The Taliban have urged Afghans who worked for departing U.S. and NATO militaries in Afghanistan over the years not to “desert” their war-ravaged nation for fear of retribution by the insurgent group.
Monday’s Taliban pledge comes as thousands of Afghans employed, mostly as interpreters, by the United States and allied countries during their almost two-decade long stay in the country fear insurgent retaliation and are eager to get visas to the U.S.
“The Islamic Emirate [the Taliban] will not perturb them but calls them to return to their normal lives and if they do have expertise in any field, to serve their country,” the Taliban said in a statement sent to journalists and published on the group’s official website Monday. “They shall not be in any danger on our part.”
The United States and allied nations are expected to completely pullout their remaining troops from Afghanistan by September 11. Washington negotiated an agreement with the Taliban in February 2020 to end what has been the longest American war in history.
The U.S. military said last week it had completed nearly half of the withdrawal process.
An estimated 18,000 Afghans are awaiting word on special immigrant visas (SIV) to the U.S. amid concerns President Joe Biden’s administration might not be able to process them all in time. Biden has come under increasing pressure at home to move quickly to save lives of Afghans who risked their lives working with the American military.
The Taliban asserted in the statement that Afghans who worked for the foreign “occupation” forces were “misled” and they “should show remorse” for their past actions, saying they amounted to “treason” against Islam and Afghanistan.
“We viewed them as our foes when they were directly standing in the ranks of our enemies, but when they abandon enemy ranks and opt to live as ordinary Afghans in their homeland, they will not face any issues,” the statement said.
However, it added, if the Afghans in question are using retribution “as an excuse to bolster their fake asylum case then that is their own problem” and not that of the Taliban.
State Department spokesman Ned Price said last Thursday the U.S. has “a special commitment and a special responsibility to these brave Afghans.”
“We are always seeking ways to improve the SIV process while ensuring the integrity of the program and safeguarding our national security and affording opportunities to these Afghans,” Price explained to reporters.
He added that the administration has approved a temporary increase in consular staffing at the U.S. embassy in Kabul to conduct interviews and to process visa applications, allowing the diplomatic mission to address cases that were delayed due to COVID-19 staffing reductions and related closures.
Price said the administration has also requested funding for an additional 8,000 Special Immigrant Visas from Congress.
U.S. efforts to seek a negotiated settlement to the conflict between the Taliban and the Afghan government have so far met little success nor have deadly battlefield hostilities between the two Afghan adversaries eased.
The insurgents, who control or hotly contest more than half of Afghan territory, have captured at least 12 districts since the international forces began withdrawing from Afghanistan on May 1. The conflict has killed hundreds of combatants on both sides and many Afghan civilians.
Islamic State militants also have stepped up bombings and other attacks against civilians who have borne the brunt of years of fighting.
The U.S. peace envoy to Afghanistan, Zalmay Khalilzad, who negotiated and signed the deal with the Taliban, met with Afghan government leaders and other politicians in Kabul on Sunday to discuss bilateral cooperation after foreign troops leave the country.
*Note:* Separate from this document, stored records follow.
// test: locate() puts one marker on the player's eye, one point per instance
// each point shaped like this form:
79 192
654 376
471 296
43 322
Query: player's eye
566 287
Khalilzad told Afghan President Ashraf Ghani that Washington will annually provide $3.3 billion to Kabul over the next two years to support Afghan forces fighting the Taliban, according to an Afghan government spokesman.
Mohammad Amiri said that more U.S. facilities and equipment, including aircraft to strengthen the Afghan air force, will be among the main topics of bilateral talks in coming days.
Foreign air support has until now played a crucial rule in assisting local forces to keep the insurgents from threatening urban centers. There are fears that the absence of U.S. military support in post-withdrawal Afghanistan may enable the Taliban to regain power, though Afghan leaders dismiss those concerns.